In order to understand better some of the reasons for differences between forage plant species in digestibility, different parts of nine plant species in either milled or chopped (1 cm lengths) form were examined for in vitro digestibility and in milled form for neutral detergent fibre and lignin. The nine species were: Trifolium repens L., Medicago sativa L., Desmodium intortum (Mill.) Urb., Brassica napus L., Lolium perenne L., Festuca arundinacea Schreb., Chloris gayana Kunth, Cenchrus ciliaris L. and Zea mays L. In each case early harvesting was compared with later harvesting in each of two years. The plants were grown in spring–summer in a heated glasshouse.
The forage at the early harvest was, on average, 1–4% units more digestible in vitro than that at the later harvest and generally slightly lower in lignin and neutral detergent fibre content. However, the stems of Z. mays were higher in neutral detergent fibre at the early than at the later harvest.

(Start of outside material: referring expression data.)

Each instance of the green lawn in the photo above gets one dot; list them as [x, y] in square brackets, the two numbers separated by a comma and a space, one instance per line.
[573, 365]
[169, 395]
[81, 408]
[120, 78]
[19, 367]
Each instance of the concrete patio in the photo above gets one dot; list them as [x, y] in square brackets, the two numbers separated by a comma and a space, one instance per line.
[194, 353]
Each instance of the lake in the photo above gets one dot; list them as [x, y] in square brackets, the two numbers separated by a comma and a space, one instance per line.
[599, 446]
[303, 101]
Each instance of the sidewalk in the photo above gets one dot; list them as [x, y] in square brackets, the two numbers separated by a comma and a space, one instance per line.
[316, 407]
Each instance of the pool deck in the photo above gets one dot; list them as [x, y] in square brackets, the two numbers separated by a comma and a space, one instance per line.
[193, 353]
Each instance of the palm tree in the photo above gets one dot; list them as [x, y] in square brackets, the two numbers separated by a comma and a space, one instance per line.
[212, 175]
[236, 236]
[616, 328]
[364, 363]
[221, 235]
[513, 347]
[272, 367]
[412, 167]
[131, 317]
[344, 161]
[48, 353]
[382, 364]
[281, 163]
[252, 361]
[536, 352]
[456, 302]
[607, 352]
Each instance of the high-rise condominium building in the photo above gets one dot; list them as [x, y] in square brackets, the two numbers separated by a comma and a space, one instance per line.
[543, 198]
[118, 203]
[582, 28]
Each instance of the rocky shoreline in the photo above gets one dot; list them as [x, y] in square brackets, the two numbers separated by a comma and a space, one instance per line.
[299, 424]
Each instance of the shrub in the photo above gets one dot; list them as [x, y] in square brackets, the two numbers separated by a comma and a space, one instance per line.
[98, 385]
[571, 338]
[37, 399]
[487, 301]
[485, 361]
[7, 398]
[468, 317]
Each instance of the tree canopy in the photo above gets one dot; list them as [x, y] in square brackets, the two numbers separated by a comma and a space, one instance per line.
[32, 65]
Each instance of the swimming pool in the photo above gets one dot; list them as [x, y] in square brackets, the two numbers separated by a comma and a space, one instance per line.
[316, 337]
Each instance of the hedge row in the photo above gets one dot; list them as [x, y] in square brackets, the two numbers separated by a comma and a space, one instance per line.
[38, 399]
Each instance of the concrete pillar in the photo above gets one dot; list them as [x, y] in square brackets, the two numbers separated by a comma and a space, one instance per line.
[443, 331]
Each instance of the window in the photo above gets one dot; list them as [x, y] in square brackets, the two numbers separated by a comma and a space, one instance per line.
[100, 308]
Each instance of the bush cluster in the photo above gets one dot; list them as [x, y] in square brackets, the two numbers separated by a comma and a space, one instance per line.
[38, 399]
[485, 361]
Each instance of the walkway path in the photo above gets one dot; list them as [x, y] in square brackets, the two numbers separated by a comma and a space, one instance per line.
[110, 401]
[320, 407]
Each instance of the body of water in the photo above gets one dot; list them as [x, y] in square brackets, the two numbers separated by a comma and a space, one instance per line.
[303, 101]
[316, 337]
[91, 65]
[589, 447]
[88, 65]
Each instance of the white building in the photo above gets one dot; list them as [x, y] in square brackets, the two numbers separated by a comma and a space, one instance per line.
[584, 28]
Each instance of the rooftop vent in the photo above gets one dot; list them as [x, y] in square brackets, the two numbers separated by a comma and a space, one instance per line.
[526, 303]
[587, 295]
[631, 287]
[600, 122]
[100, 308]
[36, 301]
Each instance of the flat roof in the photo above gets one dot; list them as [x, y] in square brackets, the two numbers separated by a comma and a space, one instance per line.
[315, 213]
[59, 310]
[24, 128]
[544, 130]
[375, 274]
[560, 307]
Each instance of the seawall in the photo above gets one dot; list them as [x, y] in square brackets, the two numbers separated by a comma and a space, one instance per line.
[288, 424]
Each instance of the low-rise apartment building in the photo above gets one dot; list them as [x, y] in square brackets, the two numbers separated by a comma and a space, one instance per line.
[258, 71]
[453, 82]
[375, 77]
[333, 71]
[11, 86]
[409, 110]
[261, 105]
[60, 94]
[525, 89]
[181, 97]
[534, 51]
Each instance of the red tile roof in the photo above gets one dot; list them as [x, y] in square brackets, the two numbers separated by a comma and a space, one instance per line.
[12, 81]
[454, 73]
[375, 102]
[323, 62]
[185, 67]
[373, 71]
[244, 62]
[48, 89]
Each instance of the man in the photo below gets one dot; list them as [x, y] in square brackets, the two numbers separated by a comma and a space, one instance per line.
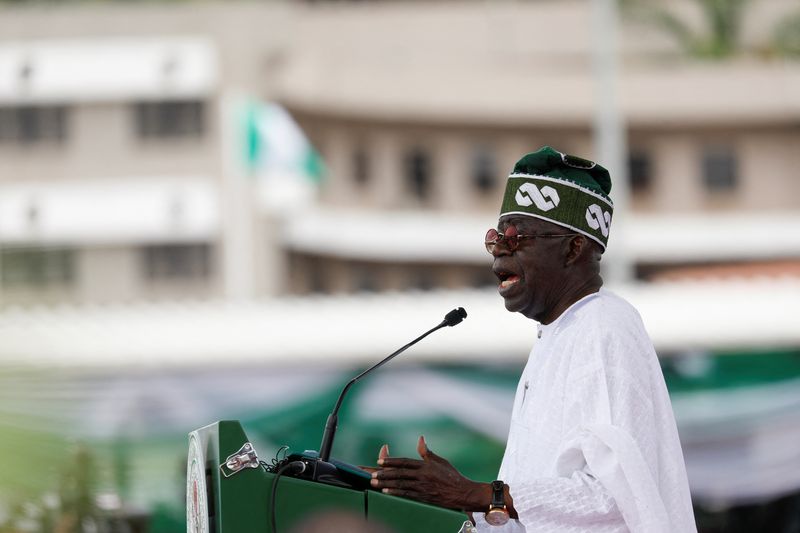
[593, 444]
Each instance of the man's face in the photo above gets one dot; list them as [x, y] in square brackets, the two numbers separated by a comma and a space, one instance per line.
[532, 276]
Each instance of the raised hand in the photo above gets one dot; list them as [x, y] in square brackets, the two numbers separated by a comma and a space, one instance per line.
[431, 479]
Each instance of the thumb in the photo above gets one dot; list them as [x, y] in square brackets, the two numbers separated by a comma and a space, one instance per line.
[422, 447]
[384, 452]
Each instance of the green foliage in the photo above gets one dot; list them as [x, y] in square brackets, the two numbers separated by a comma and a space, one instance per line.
[787, 36]
[720, 35]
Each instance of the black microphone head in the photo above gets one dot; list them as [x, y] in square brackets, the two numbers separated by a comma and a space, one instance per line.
[455, 316]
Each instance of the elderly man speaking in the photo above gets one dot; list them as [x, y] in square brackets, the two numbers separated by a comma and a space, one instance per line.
[593, 444]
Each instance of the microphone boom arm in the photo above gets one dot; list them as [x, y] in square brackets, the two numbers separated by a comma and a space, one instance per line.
[451, 319]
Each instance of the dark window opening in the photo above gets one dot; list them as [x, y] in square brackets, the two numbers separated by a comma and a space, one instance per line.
[720, 169]
[37, 267]
[640, 171]
[484, 170]
[177, 261]
[418, 173]
[28, 124]
[361, 166]
[158, 120]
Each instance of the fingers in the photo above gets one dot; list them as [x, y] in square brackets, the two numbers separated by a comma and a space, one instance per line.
[422, 447]
[384, 453]
[400, 462]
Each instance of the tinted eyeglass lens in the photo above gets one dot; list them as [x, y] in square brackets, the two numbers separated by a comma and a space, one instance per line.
[509, 238]
[491, 239]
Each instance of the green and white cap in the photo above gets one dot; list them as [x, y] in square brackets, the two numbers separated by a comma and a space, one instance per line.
[563, 189]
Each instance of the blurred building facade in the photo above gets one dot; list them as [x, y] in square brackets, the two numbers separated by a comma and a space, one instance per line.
[121, 144]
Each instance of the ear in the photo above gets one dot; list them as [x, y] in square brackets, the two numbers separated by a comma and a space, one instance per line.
[576, 247]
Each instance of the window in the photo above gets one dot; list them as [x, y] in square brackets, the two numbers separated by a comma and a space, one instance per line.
[361, 164]
[418, 173]
[28, 124]
[177, 261]
[159, 120]
[640, 171]
[37, 267]
[720, 169]
[484, 170]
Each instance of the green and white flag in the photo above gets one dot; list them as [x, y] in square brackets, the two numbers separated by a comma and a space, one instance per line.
[277, 147]
[286, 167]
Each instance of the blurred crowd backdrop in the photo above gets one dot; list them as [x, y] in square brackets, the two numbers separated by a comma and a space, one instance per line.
[224, 210]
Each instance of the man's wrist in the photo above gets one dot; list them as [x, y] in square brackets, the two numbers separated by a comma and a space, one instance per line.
[478, 497]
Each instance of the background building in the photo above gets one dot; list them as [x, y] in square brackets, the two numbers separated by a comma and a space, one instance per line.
[172, 251]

The leaf sheaths of L. perenne and F. arundinacea were more digestible than the leaf blades. L. perenne was more digestible than F. arundinacea in both sheaths and blades. The sheaths and blades of C. gayana and C. ciliaris were less digestible and had a higher neutral detergent fibre content than those of L. perenne and F. arundinacea. The leaf blades, excluding the midribs, and the stems and leaf sheaths of Z. mays were all rather high in digestibility when milled and moderately low in neutral detergent fibre and lignin; the leaf blade midribs of Z. mays were less digestible and higher in neutral detergent fibre than the stems and similar to the stems in lignin content. The leaflets of T. repens had an appreciably lower neutral detergent fibre content than the stolons and petioles and a rather lower lignin content in dry matter and yet were, if anything, less digestible than the stolons and petioles. The stolons of T. repens were much more digestible than the stems of M. sativa and D. intortum. The digestibility of D. intortum was low in all the plant parts examined, leaflets, petioles and stems. In both D. intortum and B. napus, the leaflets or leaf blades were much lower than the stems in neutral detergent fibre and lignin and yet they were no more digestible than the stems when milled.
The digestibility of chopped leaflets and leaf blades was similar to that of milled leaflets and leaf blades, but chopping rather than milling reduced the digestibility of stems (particularly of those of Z. mays), petioles, the leaf blade midribs of Z. mays, and, to some extent, leaf sheaths.